Purpose
Building energy management systems use important information from indoor room temperature (IRT) forecasting to predict daily loads within smart buildings. IRT forecasting is a complex and challenging task, especially when energy demands are exponentially rising. The purpose of this paper is to review the relevant literature on indoor temperature forecasting in the past two decades and draw inferences on important methodologies with influencing variables and offer future directions.
Design/methodology/approach
The motivation for this work is based on the research work done in the field of intelligent buildings and energy related sector. The focus of this study is based on past literature on forecasting models and methodologies related to IRT forecasting for building energy management, with an emphasis on data-driven models (statistical and machine learning models). The methodology adopted here includes review of several journals, conference papers, reference books and PhD theses. Selected forecasting methodologies have been reviewed for indoor temperature forecasting contributing to building energy consumption. The models reviewed here have been earmarked for their benefits, limitations, location of study, accuracy along with the identification of influencing variables.
Findings
The findings are based on 62 studies where certain accuracy metrics and influencing explanatory variables have been reviewed. Linear models have been found to show explanatory relationships between the variables. Nonlinear models are found to have better accuracy than linear models. Moreover, IRT profiles can be modeled with enhanced accuracy and generalizability through hybrid models. Although deep learning models are found to have better performance for this study.

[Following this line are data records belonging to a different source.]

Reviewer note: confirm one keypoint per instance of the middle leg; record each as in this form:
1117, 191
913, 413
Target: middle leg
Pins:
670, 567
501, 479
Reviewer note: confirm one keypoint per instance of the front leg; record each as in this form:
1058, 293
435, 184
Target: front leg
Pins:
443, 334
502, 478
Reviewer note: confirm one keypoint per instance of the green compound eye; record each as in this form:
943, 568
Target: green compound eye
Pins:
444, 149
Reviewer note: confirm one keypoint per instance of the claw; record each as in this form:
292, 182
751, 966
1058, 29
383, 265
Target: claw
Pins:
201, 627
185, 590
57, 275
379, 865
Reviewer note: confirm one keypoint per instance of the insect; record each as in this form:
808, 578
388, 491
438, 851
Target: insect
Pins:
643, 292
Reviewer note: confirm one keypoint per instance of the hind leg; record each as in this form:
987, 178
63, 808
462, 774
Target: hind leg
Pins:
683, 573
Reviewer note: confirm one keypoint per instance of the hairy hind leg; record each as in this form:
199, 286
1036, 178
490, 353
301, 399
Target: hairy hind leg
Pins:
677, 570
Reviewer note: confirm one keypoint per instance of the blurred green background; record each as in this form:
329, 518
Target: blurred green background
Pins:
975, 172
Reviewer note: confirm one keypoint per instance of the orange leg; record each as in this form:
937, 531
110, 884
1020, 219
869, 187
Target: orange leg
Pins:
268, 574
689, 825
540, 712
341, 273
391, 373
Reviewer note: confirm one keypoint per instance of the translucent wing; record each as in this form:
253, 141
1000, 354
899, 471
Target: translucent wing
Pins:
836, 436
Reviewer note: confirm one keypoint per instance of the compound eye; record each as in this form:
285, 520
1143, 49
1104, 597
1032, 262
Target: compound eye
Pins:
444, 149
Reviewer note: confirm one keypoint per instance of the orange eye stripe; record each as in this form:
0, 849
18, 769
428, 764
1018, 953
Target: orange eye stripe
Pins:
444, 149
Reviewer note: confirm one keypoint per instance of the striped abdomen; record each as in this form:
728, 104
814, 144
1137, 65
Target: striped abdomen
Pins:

Research limitations/implications
This is accuracy-based study of data-driven models. Their run-time performance and cost implications review and review of physical, thermal and simulation models is future scope.
Originality/value
Despite the earlier work conducted in this field, there is a lack of organized and comprehensive evaluation of peer reviewed forecasting methodologies. Indoor temperature depends on various influencing explanatory variables which poses a research challenge for researchers to develop suitable predictive model. This paper presents a critical review of selected forecasting methodologies and provides a list of important methodologies along with influencing variables, which can help future researchers in the field of building energy management sector. The forecasting methods presented here can help to determine appropriate heating, ventilation and air-conditioning systems for buildings.